Keynotes 

Prof. Dr. Ho-Jin Choi
Korea Advanced Institute of Science & Technology (KAIST),
South Korea

Biography: Prof. Dr. Ho-Jin Choi is a professor in the School of Computing at Korea Advanced Institute of Science and Technology (KAIST), Daejeon, Korea. He received a BS in computer engineering from Seoul National University (SNU), Korea, an MSc in computing software and systems design from Newcastle University, UK, and a PhD in artificial intelligence from Imperial College London, UK. During 1980’s he worked for DACOM Corp., Korea, in later 1990’s he joined with Korea Aerospace University, before he moved to KAIST in 2009. In early 2000’s, he visited Carnegie Mellon University (CMU), USA, and served as an adjunct faculty for the Master of Software Engineering (MSE) program operated jointly by CMU and KAIST for 10 years. In 2010’s he participated research in Systems Biomedical Informatics Research Center at the College of Medicine, SNU, worked with Samsung Electronics on big data intelligence solutions, and with UAE’s Khalifa University on intelligent multi-sensor healthcare surveillance. He also participated in a Korean national project called Exobrain for natural language question/answering. Since 2018, he has been the director of Smart Energy Artificial Intelligence Research Center, and since 2020 the director of Center for Artificial Intelligence Research, both at KAIST. His current research interests include natural language processing, machine learning, explainable AI, and smart energy.

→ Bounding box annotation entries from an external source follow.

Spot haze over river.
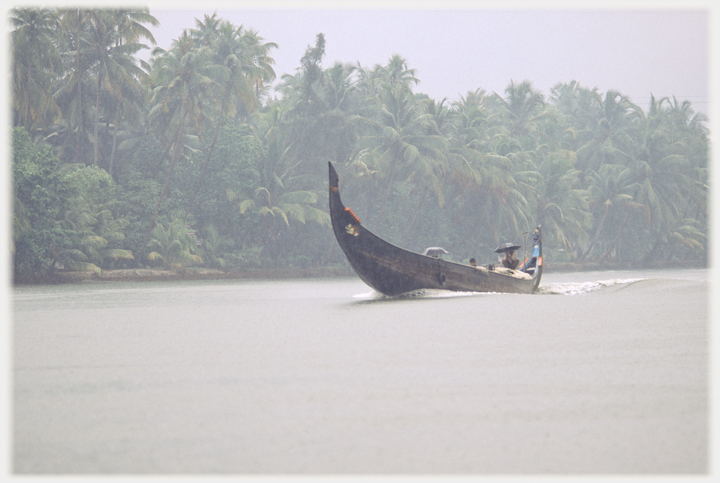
[11,270,710,475]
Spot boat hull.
[328,163,542,296]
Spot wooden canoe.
[328,163,543,296]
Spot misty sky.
[146,2,711,114]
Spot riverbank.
[13,267,352,285]
[13,262,707,285]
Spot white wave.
[539,278,646,295]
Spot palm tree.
[232,106,330,264]
[362,78,446,230]
[186,14,277,214]
[140,31,213,260]
[10,8,62,132]
[533,153,592,253]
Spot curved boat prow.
[328,162,542,296]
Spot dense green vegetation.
[11,8,709,280]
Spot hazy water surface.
[12,270,709,474]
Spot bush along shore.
[13,262,708,285]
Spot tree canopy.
[10,7,709,280]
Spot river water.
[11,270,710,475]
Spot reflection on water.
[13,270,708,474]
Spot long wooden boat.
[328,163,543,296]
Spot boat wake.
[353,278,646,301]
[538,278,645,295]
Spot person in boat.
[495,243,520,270]
[502,250,520,270]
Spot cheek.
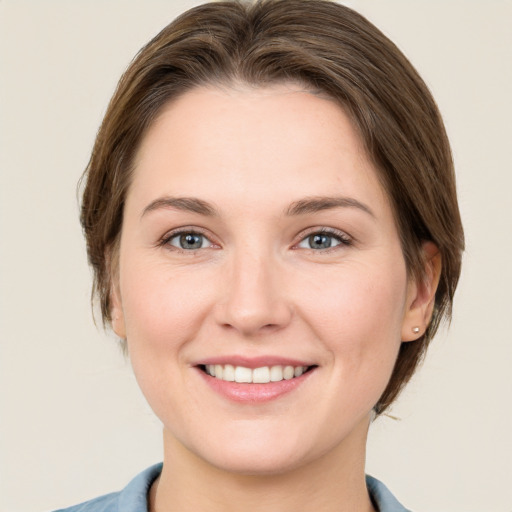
[302,265,406,376]
[121,262,211,348]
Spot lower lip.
[197,368,314,404]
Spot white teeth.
[235,366,252,382]
[252,366,270,384]
[205,364,308,384]
[283,366,295,380]
[270,366,283,382]
[222,364,235,382]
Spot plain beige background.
[0,0,512,512]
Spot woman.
[57,0,463,512]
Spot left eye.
[298,232,349,250]
[167,232,211,251]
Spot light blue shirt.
[55,464,410,512]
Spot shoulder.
[55,464,162,512]
[366,475,411,512]
[55,492,120,512]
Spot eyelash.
[293,228,354,253]
[157,228,353,254]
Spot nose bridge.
[219,241,291,335]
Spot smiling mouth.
[199,364,316,384]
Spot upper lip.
[192,355,314,369]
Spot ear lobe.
[402,242,442,341]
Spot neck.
[149,418,374,512]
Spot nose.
[212,248,292,337]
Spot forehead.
[129,84,385,216]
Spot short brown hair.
[81,0,464,413]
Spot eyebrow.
[141,196,217,217]
[141,196,375,217]
[286,196,375,218]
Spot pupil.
[180,233,203,249]
[309,234,331,249]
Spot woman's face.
[113,85,424,473]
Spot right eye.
[166,231,212,251]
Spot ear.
[402,242,442,341]
[110,279,126,340]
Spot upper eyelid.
[158,226,355,246]
[294,226,354,244]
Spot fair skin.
[112,84,438,512]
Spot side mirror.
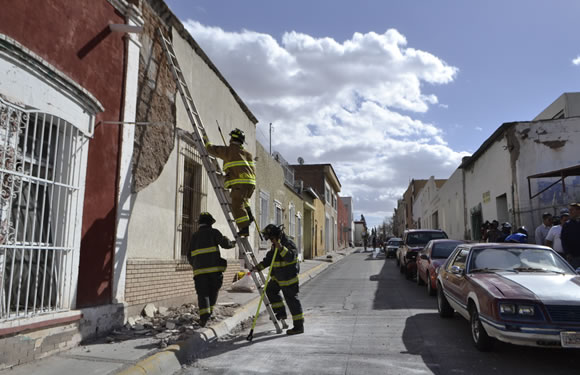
[451,266,463,275]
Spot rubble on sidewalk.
[105,302,240,348]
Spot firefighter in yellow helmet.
[204,129,256,237]
[255,224,304,335]
[187,212,235,327]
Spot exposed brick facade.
[336,198,350,249]
[125,259,240,315]
[0,321,81,370]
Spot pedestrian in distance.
[546,208,570,256]
[481,220,491,242]
[560,202,580,268]
[187,212,236,327]
[496,221,512,242]
[487,220,502,242]
[505,226,528,243]
[204,129,256,237]
[253,224,304,335]
[535,212,552,245]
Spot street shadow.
[182,330,288,365]
[370,256,437,310]
[365,252,386,262]
[403,313,580,375]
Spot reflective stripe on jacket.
[205,143,256,188]
[258,234,300,286]
[187,225,237,276]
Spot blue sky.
[167,0,580,231]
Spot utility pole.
[270,123,272,155]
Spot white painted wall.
[515,117,580,230]
[438,168,465,239]
[464,137,513,238]
[128,31,257,259]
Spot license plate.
[560,332,580,348]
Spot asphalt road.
[179,248,580,375]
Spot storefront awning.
[528,164,580,199]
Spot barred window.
[288,203,296,238]
[177,139,207,258]
[260,191,270,246]
[0,100,88,320]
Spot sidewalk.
[0,248,357,375]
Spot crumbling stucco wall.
[133,2,177,192]
[509,117,580,229]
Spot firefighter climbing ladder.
[157,29,285,333]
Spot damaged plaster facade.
[0,0,141,368]
[414,117,580,240]
[117,0,257,315]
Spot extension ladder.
[157,29,286,333]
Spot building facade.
[402,93,580,241]
[292,164,340,252]
[0,0,142,368]
[254,142,312,260]
[116,0,257,316]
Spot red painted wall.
[336,197,348,248]
[0,0,125,307]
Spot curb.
[115,250,354,375]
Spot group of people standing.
[535,202,580,268]
[481,202,580,268]
[187,129,304,335]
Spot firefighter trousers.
[193,272,224,321]
[266,278,304,327]
[230,184,255,229]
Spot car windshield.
[407,232,447,245]
[469,248,574,274]
[431,241,461,259]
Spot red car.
[417,239,465,296]
[437,243,580,355]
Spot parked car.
[417,240,465,296]
[385,237,403,258]
[397,229,447,279]
[437,243,580,350]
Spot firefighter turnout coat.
[187,225,233,277]
[258,234,300,287]
[205,142,256,189]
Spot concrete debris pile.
[106,302,240,348]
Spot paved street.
[180,252,580,375]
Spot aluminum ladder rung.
[157,29,282,333]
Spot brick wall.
[0,322,81,370]
[125,259,240,306]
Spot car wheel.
[426,273,436,296]
[415,269,423,286]
[470,306,493,352]
[437,284,453,318]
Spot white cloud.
[185,20,466,228]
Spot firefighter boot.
[245,206,256,224]
[238,227,250,237]
[286,320,304,335]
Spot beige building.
[254,142,310,259]
[115,0,257,315]
[292,164,341,252]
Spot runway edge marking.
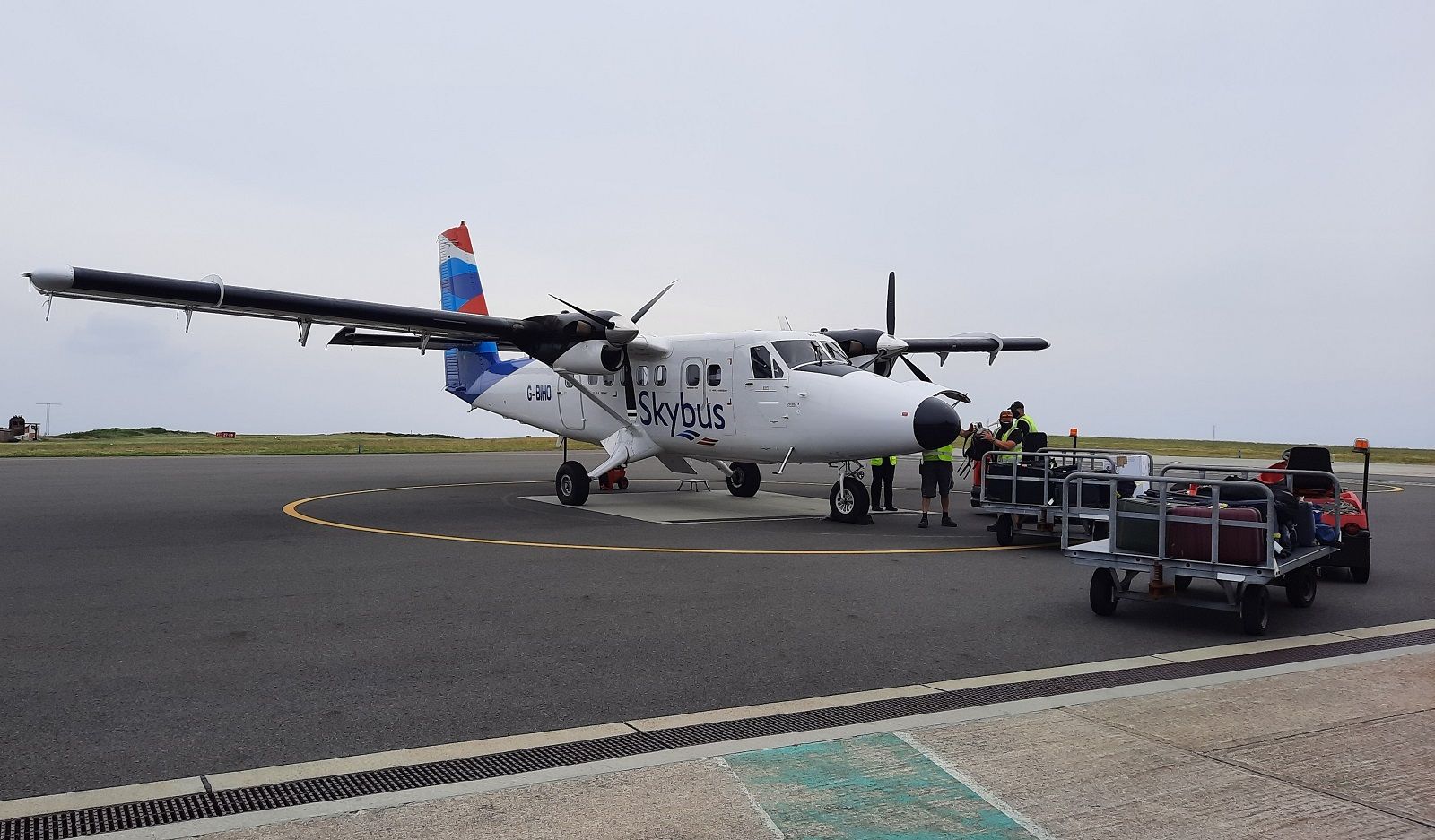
[283,481,1048,556]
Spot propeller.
[548,280,677,416]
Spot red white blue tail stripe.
[439,222,533,404]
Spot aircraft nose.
[911,397,961,448]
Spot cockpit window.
[772,338,851,368]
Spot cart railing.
[1062,473,1279,575]
[981,448,1129,507]
[1161,463,1344,530]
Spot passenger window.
[751,347,772,380]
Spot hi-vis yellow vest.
[921,443,952,463]
[996,423,1022,463]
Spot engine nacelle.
[552,342,622,376]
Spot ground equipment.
[1062,464,1342,635]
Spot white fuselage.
[474,331,958,463]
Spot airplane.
[24,222,1049,522]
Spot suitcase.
[1167,507,1265,567]
[1113,490,1161,556]
[1296,502,1320,548]
[1052,466,1121,509]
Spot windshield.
[772,338,849,367]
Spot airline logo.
[637,392,727,436]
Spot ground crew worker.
[917,443,957,527]
[871,455,897,510]
[1009,400,1036,434]
[981,403,1026,462]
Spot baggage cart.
[1062,464,1342,635]
[978,448,1151,546]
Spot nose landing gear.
[828,462,873,524]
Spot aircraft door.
[739,344,787,429]
[558,377,584,429]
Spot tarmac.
[67,622,1435,840]
[0,444,1435,836]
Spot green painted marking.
[727,734,1031,840]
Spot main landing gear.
[827,462,873,524]
[554,460,593,505]
[727,460,762,498]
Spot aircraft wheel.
[554,460,593,505]
[828,476,871,522]
[727,462,762,498]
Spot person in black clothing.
[871,455,897,510]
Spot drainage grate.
[0,631,1435,840]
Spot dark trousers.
[873,463,897,507]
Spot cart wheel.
[1286,567,1316,606]
[996,513,1012,545]
[1241,584,1270,636]
[1091,569,1118,615]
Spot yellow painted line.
[284,481,1050,556]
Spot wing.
[902,335,1050,352]
[26,268,533,347]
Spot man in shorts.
[917,443,957,527]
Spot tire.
[996,513,1014,545]
[552,460,593,505]
[727,462,762,498]
[1241,584,1270,636]
[827,476,871,524]
[1091,569,1118,615]
[1286,567,1316,606]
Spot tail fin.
[439,222,500,403]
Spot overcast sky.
[0,2,1435,446]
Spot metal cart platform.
[1062,464,1342,635]
[978,447,1152,546]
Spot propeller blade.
[548,295,613,330]
[897,356,931,383]
[622,344,637,417]
[633,280,677,324]
[887,271,897,335]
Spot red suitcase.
[1167,507,1265,567]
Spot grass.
[0,427,1435,464]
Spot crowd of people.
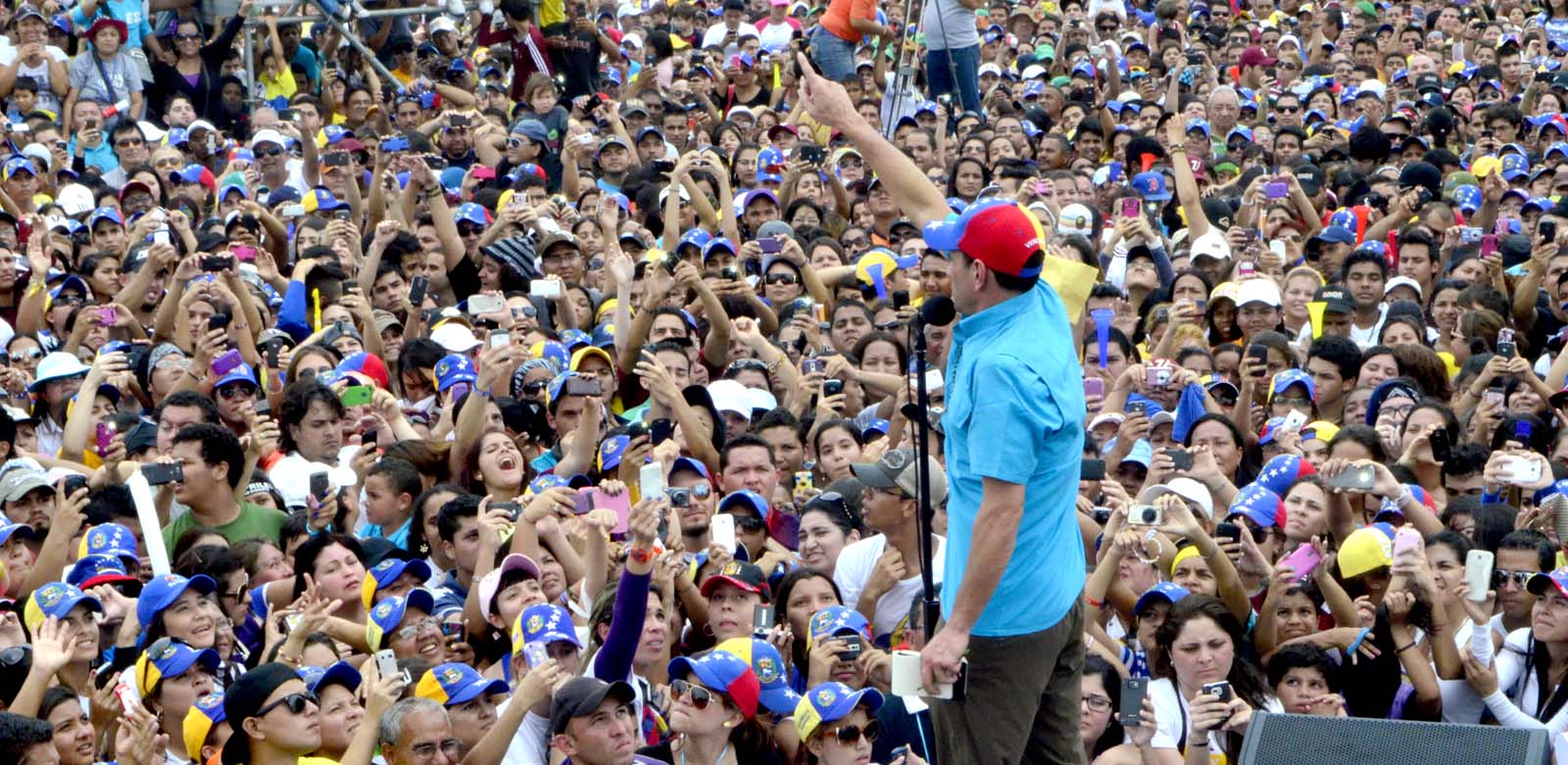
[0,0,1568,765]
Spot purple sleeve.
[593,569,654,682]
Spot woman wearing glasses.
[640,650,784,765]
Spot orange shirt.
[821,0,876,42]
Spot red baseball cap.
[923,198,1046,277]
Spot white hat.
[1187,229,1231,261]
[429,321,481,353]
[1236,279,1283,308]
[1056,202,1095,237]
[1383,276,1422,298]
[1139,477,1213,517]
[251,127,288,149]
[55,183,92,215]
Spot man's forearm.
[947,478,1024,634]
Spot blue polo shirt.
[943,279,1085,637]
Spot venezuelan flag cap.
[923,199,1046,277]
[366,588,436,650]
[713,638,800,715]
[136,638,218,697]
[795,682,883,741]
[669,649,762,718]
[22,582,100,635]
[414,663,512,707]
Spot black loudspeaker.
[1241,712,1552,765]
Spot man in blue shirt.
[802,60,1085,762]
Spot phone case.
[1464,550,1493,603]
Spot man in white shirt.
[703,0,762,58]
[833,449,947,643]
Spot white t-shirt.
[833,535,947,638]
[1150,677,1284,752]
[267,447,359,508]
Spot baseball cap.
[551,677,637,736]
[136,638,220,697]
[717,638,800,715]
[703,561,766,600]
[414,661,512,707]
[795,682,883,741]
[669,649,762,718]
[923,198,1046,277]
[136,574,218,637]
[850,449,947,504]
[359,558,433,608]
[22,586,101,635]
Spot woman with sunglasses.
[641,650,784,765]
[795,682,925,765]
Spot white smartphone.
[708,512,735,551]
[637,462,664,501]
[1464,550,1493,603]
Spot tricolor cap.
[923,198,1046,277]
[359,558,431,608]
[136,574,218,635]
[180,692,229,760]
[136,638,220,697]
[366,588,436,650]
[298,661,364,696]
[806,605,872,650]
[65,554,139,591]
[414,661,512,707]
[1132,582,1192,616]
[1339,524,1394,579]
[669,649,762,718]
[717,638,800,715]
[22,582,100,635]
[512,603,583,653]
[795,682,883,741]
[1254,454,1317,497]
[478,551,539,616]
[1225,483,1284,528]
[703,561,766,598]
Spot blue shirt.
[943,279,1085,637]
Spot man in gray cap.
[833,449,947,645]
[551,677,659,765]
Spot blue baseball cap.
[1132,582,1192,614]
[136,574,218,637]
[414,661,512,707]
[718,489,768,522]
[436,353,480,394]
[296,661,364,696]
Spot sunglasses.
[669,681,718,708]
[829,720,881,746]
[251,692,321,718]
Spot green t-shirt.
[163,502,288,550]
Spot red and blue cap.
[296,661,364,696]
[136,574,218,635]
[1225,483,1284,528]
[923,198,1046,277]
[713,638,800,715]
[795,682,883,741]
[414,661,512,707]
[1252,454,1317,497]
[669,649,762,718]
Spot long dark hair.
[1154,595,1270,762]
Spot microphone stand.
[900,319,943,640]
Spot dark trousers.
[931,602,1085,765]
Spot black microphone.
[914,295,958,332]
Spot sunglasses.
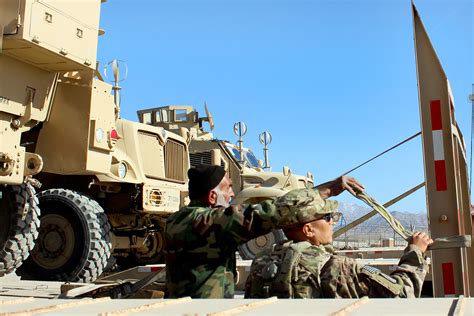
[318,212,341,223]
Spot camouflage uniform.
[165,200,279,298]
[245,191,428,298]
[246,241,428,298]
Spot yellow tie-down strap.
[355,192,471,250]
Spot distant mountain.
[339,203,428,230]
[334,203,428,243]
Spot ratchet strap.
[354,192,471,250]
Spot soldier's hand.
[340,176,365,195]
[408,232,433,253]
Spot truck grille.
[165,139,187,181]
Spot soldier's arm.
[193,200,279,244]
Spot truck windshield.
[226,144,261,168]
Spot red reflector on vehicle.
[110,129,120,140]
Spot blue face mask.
[214,187,231,208]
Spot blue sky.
[98,0,474,212]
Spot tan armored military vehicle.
[0,0,189,282]
[137,105,313,259]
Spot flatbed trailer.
[0,277,474,316]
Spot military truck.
[0,0,66,276]
[0,0,189,282]
[137,104,314,259]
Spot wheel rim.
[0,189,10,249]
[31,214,75,270]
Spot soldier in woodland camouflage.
[245,190,433,298]
[165,165,361,298]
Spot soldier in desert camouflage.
[165,165,363,298]
[245,190,433,298]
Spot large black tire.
[17,189,112,282]
[0,184,40,276]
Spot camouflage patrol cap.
[275,189,338,227]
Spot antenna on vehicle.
[234,122,247,165]
[258,131,272,169]
[202,101,214,131]
[104,59,128,117]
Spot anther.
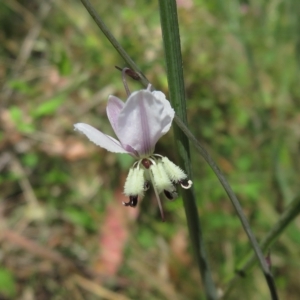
[179,179,193,189]
[164,190,178,200]
[122,195,138,207]
[142,158,152,169]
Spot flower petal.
[106,96,125,132]
[74,123,129,153]
[116,90,175,156]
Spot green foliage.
[0,268,17,299]
[32,95,65,118]
[0,0,300,300]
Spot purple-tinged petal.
[74,123,131,154]
[106,96,125,133]
[116,90,174,156]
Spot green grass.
[0,0,300,300]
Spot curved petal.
[106,96,125,132]
[74,123,130,154]
[116,90,174,156]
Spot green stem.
[175,117,278,300]
[159,0,217,299]
[81,0,149,86]
[81,0,278,300]
[223,195,300,299]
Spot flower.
[74,85,192,220]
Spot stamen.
[144,181,150,192]
[122,195,138,207]
[122,68,131,97]
[142,158,152,169]
[149,171,165,222]
[164,190,178,200]
[180,179,193,190]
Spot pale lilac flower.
[74,85,192,219]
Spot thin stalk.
[223,195,300,299]
[81,0,278,300]
[159,0,218,300]
[80,0,149,86]
[174,116,278,300]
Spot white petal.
[150,162,175,194]
[162,157,187,183]
[74,123,129,153]
[124,168,145,197]
[116,90,174,156]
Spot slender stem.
[223,195,300,299]
[159,0,218,300]
[174,116,278,300]
[81,0,278,300]
[80,0,149,86]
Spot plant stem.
[159,0,218,299]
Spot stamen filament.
[149,170,165,222]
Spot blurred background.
[0,0,300,300]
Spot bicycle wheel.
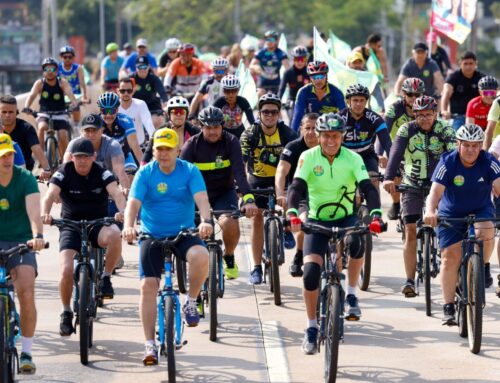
[78,265,91,365]
[164,295,175,383]
[269,221,281,306]
[325,285,341,383]
[467,253,484,354]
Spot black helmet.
[259,93,281,110]
[198,106,224,126]
[345,84,370,100]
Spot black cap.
[71,137,95,156]
[82,113,102,129]
[413,43,429,51]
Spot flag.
[431,0,477,44]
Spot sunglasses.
[118,89,134,94]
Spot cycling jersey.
[385,120,455,186]
[294,145,370,221]
[290,83,346,132]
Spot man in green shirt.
[0,134,44,374]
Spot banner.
[431,0,477,44]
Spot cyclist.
[287,113,382,354]
[118,77,155,148]
[101,43,125,92]
[250,31,289,98]
[130,56,168,128]
[42,137,125,336]
[240,93,297,285]
[23,57,77,154]
[189,57,229,119]
[275,113,319,277]
[180,106,258,279]
[123,128,213,365]
[213,74,255,138]
[441,52,485,131]
[0,94,50,180]
[59,45,89,123]
[0,134,45,374]
[384,96,455,298]
[290,61,345,132]
[424,124,500,326]
[163,44,205,101]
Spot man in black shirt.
[0,94,50,180]
[42,137,125,336]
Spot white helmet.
[220,74,241,89]
[165,37,181,51]
[455,124,484,142]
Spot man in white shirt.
[118,77,155,145]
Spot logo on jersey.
[453,174,465,186]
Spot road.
[19,186,500,383]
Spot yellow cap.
[153,128,179,148]
[0,133,16,157]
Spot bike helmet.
[401,77,425,94]
[165,37,181,51]
[97,92,120,109]
[212,57,229,69]
[292,45,309,57]
[477,76,498,90]
[413,96,437,112]
[455,124,484,142]
[59,45,75,56]
[315,113,347,133]
[220,74,241,89]
[307,61,328,76]
[345,84,370,100]
[198,106,224,126]
[167,96,189,113]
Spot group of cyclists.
[0,26,500,373]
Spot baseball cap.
[0,133,16,157]
[153,128,179,148]
[82,113,102,129]
[71,137,95,156]
[135,39,148,47]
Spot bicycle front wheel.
[467,253,484,354]
[325,285,341,383]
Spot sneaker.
[19,352,36,375]
[250,266,262,285]
[59,311,75,336]
[401,279,417,298]
[223,255,240,279]
[387,202,401,220]
[302,327,318,355]
[345,294,361,321]
[182,302,200,327]
[101,275,115,299]
[443,303,457,326]
[142,344,158,366]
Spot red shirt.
[465,96,491,129]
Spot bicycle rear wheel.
[467,253,484,354]
[325,285,341,383]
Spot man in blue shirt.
[123,128,213,365]
[424,124,500,325]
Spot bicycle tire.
[164,295,175,383]
[208,247,217,342]
[78,265,91,366]
[325,285,341,383]
[269,221,281,306]
[467,253,484,354]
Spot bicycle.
[51,217,116,365]
[302,222,369,383]
[139,229,198,383]
[250,187,285,306]
[0,243,49,383]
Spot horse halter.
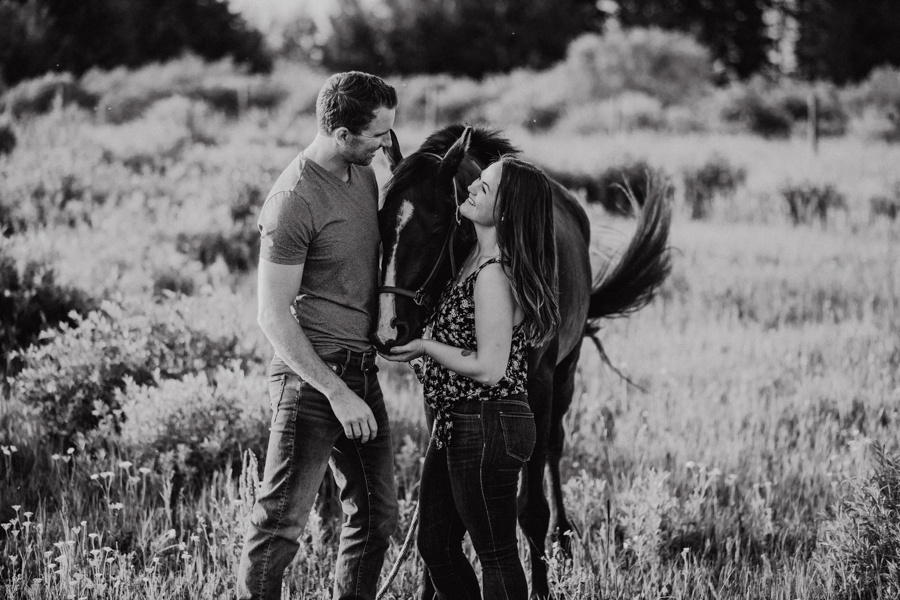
[378,152,468,306]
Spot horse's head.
[372,128,481,351]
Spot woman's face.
[459,161,503,226]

Speech Title: DialogCC for Creating High-Quality Multi-Modal Dialogue Datasets
For sharing images in instant messaging, active research has been going on learning image-text multi-modal dialogue models. Training a well-generalized multi-modal dialogue model remains challenging due to the low quality and limited diversity of images per dialogue in existing multi-modal dialogue datasets. In this research, we propose an automated pipeline to construct a multi-modal dialogue dataset, ensuring both dialogue quality and image diversity without requiring any human effort. In order to guarantee the coherence between images and dialogue, we prompt GPT-4 to infer potential image-sharing moments, e.g., utterance, speaker, rationale, and image description. Furthermore, we leverage CLIP similarity to maintain consistency between aligned multiple images to the utterance. Using this pipeline, we introduce DialogCC, a high-quality and diverse multi-modal dialogue dataset that surpasses existing approaches in terms of quality and diversity in human evaluation. Our experiments highlight multi-modal dialogue models trained using our dataset, and their generalization performance on unseen dialogue datasets.